This was transformative. Instead of hoping Veo would generate the dashboard layout I wanted, I could show it the exact dashboard and say "animate this."

The "Drink Me" bottle made Alice small enough to enter Wonderland properly. Image-to-video made AI video controllable enough to use professionally.

A prompt is not enough. You need to prime the context with an image.

The Cheshire Cat: Google's Generosity

The Cheshire Cat appears and disappears throughout Alice's journey, offering cryptic guidance with that famous grin. You never know when he'll show up or what he'll say, but his presence is always... helpful, in its own strange way.

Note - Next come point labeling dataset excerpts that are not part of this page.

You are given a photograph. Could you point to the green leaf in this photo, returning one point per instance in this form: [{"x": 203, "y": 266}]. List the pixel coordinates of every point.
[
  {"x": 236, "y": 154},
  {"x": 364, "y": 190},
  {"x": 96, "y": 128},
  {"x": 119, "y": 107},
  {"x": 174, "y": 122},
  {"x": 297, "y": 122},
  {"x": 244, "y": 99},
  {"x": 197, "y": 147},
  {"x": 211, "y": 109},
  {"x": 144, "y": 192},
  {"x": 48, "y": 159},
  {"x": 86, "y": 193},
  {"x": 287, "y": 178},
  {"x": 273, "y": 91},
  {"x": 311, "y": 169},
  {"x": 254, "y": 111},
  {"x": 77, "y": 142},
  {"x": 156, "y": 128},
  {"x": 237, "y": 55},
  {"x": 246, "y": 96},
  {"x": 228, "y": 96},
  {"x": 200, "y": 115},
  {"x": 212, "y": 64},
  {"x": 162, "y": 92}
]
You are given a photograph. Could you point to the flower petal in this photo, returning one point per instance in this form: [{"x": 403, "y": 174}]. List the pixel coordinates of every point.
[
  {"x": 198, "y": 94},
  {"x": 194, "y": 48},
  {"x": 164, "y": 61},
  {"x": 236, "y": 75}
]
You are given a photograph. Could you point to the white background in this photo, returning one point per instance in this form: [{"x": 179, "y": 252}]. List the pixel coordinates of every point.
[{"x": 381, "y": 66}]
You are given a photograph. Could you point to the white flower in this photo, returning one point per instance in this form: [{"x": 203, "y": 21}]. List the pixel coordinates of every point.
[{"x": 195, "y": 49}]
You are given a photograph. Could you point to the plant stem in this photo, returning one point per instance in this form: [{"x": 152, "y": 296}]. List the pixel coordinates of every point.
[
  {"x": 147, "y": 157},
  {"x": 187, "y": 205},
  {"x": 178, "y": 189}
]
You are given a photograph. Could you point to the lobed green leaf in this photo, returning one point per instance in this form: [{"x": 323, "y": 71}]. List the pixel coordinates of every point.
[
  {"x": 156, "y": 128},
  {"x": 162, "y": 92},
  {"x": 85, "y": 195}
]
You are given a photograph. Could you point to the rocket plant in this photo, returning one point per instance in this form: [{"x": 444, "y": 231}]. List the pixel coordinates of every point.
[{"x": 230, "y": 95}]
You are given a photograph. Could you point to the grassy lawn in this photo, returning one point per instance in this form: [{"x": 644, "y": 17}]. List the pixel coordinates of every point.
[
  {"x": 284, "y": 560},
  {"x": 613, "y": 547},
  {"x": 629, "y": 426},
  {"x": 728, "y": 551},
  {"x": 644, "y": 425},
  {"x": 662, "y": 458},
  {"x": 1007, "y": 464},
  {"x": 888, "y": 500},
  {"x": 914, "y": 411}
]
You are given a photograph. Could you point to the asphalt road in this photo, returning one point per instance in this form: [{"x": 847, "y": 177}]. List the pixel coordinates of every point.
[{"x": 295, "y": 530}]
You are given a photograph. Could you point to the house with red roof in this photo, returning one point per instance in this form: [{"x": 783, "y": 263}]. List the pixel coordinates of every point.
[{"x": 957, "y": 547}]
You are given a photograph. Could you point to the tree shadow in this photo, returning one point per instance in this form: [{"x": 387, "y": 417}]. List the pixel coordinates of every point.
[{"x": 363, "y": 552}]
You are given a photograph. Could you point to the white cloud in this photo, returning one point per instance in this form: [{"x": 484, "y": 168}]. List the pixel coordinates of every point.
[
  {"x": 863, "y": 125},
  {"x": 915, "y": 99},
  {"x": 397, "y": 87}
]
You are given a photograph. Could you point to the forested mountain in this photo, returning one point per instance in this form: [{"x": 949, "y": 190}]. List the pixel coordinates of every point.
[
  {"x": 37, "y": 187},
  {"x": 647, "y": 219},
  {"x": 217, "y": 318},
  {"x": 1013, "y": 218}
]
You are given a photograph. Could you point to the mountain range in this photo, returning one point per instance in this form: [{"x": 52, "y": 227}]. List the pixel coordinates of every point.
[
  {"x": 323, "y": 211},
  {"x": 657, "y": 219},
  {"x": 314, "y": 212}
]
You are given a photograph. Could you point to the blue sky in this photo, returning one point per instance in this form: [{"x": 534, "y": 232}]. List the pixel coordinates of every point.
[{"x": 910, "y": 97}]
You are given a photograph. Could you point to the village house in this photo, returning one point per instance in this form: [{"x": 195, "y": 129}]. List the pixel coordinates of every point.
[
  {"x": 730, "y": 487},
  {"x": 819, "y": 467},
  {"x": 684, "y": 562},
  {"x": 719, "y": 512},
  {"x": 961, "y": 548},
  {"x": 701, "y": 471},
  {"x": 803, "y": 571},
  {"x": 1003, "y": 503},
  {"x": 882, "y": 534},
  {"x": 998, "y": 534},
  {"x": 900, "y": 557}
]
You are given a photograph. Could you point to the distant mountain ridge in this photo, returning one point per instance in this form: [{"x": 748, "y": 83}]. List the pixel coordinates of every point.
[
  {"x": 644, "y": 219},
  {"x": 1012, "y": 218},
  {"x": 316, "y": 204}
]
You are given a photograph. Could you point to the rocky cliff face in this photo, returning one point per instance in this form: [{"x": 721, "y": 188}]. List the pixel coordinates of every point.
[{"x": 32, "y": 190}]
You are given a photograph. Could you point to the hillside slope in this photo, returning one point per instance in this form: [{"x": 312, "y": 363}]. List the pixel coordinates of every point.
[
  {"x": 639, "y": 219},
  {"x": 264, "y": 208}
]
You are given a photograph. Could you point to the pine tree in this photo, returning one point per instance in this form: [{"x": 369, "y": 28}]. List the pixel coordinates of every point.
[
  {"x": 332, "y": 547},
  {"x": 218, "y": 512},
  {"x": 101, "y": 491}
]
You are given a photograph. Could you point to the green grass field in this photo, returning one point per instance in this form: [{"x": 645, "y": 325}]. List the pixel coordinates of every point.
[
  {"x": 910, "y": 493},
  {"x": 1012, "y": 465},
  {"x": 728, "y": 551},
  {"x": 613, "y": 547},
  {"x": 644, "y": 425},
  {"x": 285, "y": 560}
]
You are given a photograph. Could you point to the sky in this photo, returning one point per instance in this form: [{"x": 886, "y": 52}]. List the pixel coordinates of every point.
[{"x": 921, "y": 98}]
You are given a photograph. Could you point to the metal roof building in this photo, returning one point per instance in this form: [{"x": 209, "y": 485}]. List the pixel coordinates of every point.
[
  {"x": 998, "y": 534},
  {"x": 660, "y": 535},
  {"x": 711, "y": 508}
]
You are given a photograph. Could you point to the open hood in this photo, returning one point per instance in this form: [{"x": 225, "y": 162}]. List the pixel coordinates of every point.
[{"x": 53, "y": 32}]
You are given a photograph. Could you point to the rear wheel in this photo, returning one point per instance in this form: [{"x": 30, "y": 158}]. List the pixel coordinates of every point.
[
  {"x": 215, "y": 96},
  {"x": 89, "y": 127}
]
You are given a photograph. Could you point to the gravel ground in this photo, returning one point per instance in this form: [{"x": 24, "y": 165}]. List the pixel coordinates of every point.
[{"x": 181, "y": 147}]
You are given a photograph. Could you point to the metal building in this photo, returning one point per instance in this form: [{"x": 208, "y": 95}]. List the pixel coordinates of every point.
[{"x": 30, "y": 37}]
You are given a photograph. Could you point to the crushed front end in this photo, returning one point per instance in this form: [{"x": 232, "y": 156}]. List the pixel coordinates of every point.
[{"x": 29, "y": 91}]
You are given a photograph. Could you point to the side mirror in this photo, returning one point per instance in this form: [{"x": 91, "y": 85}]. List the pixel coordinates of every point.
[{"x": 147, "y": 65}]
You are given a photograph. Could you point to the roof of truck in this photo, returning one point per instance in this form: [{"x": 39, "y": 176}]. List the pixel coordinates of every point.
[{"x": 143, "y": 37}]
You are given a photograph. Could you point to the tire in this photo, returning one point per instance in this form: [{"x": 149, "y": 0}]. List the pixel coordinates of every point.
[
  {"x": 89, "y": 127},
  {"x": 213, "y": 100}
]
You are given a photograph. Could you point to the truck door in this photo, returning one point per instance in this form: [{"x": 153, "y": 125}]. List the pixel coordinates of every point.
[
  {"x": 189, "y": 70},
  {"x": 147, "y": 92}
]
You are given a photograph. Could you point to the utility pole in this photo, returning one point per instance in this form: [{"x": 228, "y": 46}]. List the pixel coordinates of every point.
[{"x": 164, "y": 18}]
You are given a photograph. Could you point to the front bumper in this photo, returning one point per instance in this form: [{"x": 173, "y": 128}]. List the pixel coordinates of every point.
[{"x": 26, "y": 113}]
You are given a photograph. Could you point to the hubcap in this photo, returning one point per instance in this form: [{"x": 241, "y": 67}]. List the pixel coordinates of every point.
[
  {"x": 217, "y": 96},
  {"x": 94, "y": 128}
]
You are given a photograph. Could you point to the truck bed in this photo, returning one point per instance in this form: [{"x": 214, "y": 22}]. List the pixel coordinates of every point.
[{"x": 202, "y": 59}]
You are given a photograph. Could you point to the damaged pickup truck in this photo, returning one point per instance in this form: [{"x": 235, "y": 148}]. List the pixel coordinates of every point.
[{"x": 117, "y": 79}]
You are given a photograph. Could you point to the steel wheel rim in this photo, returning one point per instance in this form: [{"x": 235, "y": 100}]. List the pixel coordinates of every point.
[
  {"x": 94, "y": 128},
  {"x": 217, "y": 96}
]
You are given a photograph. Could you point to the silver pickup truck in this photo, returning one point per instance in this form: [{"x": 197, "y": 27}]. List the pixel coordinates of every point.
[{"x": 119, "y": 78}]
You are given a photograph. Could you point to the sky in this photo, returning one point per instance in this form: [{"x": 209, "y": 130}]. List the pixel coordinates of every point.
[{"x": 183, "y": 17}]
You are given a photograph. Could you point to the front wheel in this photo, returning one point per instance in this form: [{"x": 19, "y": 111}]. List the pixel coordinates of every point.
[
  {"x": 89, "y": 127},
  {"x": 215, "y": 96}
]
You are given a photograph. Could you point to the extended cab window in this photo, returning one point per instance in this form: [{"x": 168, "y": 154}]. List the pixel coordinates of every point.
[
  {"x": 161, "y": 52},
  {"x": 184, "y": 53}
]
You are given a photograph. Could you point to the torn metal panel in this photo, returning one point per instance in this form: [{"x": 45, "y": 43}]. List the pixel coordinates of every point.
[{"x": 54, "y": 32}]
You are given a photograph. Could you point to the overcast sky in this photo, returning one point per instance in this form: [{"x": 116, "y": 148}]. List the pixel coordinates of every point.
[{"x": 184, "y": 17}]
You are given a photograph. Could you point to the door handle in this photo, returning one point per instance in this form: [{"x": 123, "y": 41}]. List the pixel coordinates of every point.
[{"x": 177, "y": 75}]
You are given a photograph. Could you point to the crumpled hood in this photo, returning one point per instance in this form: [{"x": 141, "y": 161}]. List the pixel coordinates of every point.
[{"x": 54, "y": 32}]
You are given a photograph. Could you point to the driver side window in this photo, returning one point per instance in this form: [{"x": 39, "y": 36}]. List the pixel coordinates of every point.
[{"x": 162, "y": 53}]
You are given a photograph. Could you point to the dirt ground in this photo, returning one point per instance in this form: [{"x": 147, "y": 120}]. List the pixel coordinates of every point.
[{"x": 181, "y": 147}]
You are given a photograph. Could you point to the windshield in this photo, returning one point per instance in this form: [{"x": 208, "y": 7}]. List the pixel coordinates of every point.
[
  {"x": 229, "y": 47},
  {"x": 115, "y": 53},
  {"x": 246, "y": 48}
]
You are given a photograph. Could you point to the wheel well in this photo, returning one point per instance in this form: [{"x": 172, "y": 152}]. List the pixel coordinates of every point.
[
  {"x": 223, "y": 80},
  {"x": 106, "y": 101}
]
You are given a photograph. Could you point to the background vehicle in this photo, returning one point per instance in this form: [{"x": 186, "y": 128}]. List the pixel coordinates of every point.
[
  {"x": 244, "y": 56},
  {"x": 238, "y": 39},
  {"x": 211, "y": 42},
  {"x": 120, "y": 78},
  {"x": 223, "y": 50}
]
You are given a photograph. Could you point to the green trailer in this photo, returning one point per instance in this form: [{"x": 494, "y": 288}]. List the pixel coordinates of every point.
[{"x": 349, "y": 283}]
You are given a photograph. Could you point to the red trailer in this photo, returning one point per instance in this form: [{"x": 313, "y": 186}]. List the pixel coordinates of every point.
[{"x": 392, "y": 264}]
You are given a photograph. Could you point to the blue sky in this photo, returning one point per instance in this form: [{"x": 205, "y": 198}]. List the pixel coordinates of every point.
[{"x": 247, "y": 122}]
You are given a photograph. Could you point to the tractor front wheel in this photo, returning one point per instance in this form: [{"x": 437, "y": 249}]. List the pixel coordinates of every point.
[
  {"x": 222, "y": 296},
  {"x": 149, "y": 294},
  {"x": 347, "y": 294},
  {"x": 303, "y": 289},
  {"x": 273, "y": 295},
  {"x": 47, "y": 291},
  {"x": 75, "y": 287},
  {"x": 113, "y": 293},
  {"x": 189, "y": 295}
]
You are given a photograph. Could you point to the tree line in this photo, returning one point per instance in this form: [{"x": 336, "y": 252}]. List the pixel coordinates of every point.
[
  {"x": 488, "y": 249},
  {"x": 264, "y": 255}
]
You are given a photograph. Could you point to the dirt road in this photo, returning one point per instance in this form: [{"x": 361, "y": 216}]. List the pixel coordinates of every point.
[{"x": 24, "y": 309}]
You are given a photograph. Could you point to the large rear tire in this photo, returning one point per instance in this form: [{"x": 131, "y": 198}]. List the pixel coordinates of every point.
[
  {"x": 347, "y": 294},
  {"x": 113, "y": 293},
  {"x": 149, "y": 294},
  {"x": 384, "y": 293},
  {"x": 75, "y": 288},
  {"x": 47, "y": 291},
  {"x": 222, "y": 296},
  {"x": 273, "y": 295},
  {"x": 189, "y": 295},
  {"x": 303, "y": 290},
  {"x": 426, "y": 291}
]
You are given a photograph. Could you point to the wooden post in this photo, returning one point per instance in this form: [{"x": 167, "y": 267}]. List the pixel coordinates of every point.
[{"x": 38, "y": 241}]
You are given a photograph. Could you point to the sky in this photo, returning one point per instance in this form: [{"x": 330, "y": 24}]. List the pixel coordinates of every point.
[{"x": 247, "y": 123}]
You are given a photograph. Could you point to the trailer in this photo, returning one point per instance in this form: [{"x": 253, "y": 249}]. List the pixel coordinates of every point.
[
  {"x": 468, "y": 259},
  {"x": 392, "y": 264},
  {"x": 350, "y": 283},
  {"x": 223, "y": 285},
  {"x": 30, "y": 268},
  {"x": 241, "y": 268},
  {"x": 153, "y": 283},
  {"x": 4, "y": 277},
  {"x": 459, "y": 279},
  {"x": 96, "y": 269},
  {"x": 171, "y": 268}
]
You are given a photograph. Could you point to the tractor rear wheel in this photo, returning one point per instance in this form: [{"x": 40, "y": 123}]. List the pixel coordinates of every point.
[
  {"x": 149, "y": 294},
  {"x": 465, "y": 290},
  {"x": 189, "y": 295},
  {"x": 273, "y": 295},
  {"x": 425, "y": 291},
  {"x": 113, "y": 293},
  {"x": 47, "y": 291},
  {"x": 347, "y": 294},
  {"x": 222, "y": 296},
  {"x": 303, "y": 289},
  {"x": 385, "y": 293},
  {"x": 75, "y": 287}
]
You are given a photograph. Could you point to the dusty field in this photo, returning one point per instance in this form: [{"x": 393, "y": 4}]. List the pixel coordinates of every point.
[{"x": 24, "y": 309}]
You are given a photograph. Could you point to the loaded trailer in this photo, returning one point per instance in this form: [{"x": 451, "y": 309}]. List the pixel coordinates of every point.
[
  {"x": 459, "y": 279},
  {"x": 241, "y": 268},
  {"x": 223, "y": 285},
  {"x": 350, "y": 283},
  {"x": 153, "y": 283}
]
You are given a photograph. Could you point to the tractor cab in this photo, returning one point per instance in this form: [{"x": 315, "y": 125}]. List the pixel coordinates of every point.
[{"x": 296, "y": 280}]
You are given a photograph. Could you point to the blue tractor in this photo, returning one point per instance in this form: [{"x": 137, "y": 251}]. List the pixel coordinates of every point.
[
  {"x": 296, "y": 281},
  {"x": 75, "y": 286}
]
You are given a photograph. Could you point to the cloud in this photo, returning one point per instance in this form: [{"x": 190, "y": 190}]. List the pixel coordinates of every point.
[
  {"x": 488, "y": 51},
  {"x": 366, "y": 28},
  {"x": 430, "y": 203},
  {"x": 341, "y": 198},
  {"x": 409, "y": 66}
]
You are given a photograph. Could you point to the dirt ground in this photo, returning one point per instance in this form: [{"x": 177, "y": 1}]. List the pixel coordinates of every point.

Google has been my Cheshire Cat.

When I started this journey, I was terrified of costs. AI video generation isn't cheap. Each Veo clip costs roughly $0.10-0.15. Imagen frames are $0.02-0.04. Extensions add up. A 30-second marketing video might run $0.75. Do that hundreds of times while experimenting and you're looking at real money.

Then Google appeared, grinning, with thousands of dollars in cloud credits.

The Real Costs of AI Video

Video Type	Clips	Est. Cost
15s Social Clip	3 clips	~$0.36
30s Marketing Video	6 clips	~$0.72
30s Continuous	1 + 3 ext	~$0.42
60s Product Demo	1 + 7 ext	~$0.92

With credits: Hundreds of experiments for free. Without credits: This blog post wouldn't exist.

The Cheshire Cat's generosity allowed me to fail spectacularly, learn from every failure, and eventually build something that works. You can't discover the rules of Wonderland without playing the game, and you can't play the game if every move costs real money.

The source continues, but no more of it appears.